Thursday, March 12, 2015

Language Born in Africa

In an article that I came across, in the New York Times, it discusses how a researcher who was analyzing the sounds in different languages spoken all around the world determined an ancient signal that points to southern Africa as the place where modern human language originated. Discoveries of evidence of fossil skulls and DNA matches this finding that modern humans originated in Africa. This article suggests that modern language originated only once, which has caused great controversy. 

Some linguists find this discovery shocking, and believe that since words change so quickly, languages can't be traced very far back in time. The earliest language tree goes back only 9,000 years at the most, according to this article. A biologist at the University of Auckland in New Zealand named Quentin D. Atkinson has found ways of making that a false statement. He looked at phonemes instead of individual words. Through doing this, Dr. Atkinson found a pattern in around 500 languages spoken all over the world.
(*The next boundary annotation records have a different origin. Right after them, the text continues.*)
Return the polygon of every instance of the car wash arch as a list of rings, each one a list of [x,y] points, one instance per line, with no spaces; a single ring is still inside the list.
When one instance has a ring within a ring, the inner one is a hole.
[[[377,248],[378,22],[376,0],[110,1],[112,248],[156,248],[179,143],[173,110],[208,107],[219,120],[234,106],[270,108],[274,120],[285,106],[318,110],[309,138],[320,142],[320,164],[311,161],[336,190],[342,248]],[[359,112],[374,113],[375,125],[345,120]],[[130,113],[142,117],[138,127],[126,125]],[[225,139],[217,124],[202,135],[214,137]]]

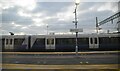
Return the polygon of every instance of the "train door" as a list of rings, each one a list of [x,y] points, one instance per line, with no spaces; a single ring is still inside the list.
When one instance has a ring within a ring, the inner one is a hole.
[[[46,49],[55,49],[55,38],[46,38]]]
[[[14,49],[14,39],[13,38],[5,39],[5,49]]]
[[[99,48],[98,37],[89,37],[89,48]]]

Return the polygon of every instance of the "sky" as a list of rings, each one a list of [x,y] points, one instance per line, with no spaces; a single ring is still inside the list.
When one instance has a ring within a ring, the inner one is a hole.
[[[78,28],[82,34],[95,33],[95,18],[102,21],[118,12],[119,0],[80,1],[77,7]],[[75,28],[74,0],[0,0],[2,35],[71,34]],[[117,19],[102,26],[101,33],[116,31]]]

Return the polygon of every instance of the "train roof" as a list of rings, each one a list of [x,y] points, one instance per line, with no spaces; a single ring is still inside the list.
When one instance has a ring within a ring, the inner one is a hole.
[[[32,36],[35,38],[46,38],[46,37],[74,38],[75,34],[64,34],[64,35],[1,35],[2,38],[26,38],[28,36]],[[120,37],[120,33],[78,34],[78,37]]]

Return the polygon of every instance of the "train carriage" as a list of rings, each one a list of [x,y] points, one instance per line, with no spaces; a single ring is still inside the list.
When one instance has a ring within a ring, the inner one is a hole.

According to his discovery, the farther away that early humans traveled away from Africa, the fewer phonemes that language area uses.


The map above shows the number of phonemes around the world. As Dr. Atkinson said, the further away from Africa, the less phonemes that are used. 

Dr. Atkinson said that the pattern of decreasing diversity with distance as well as the decrease in genetic diversity with distance from Africa, signifies that southwestern Africa is where modern human language originated. His findings were published in this article

I find Dr. Atkinson's findings to be very interesting. He put in a lot of time and effort to discover his claims that language all originated in Africa.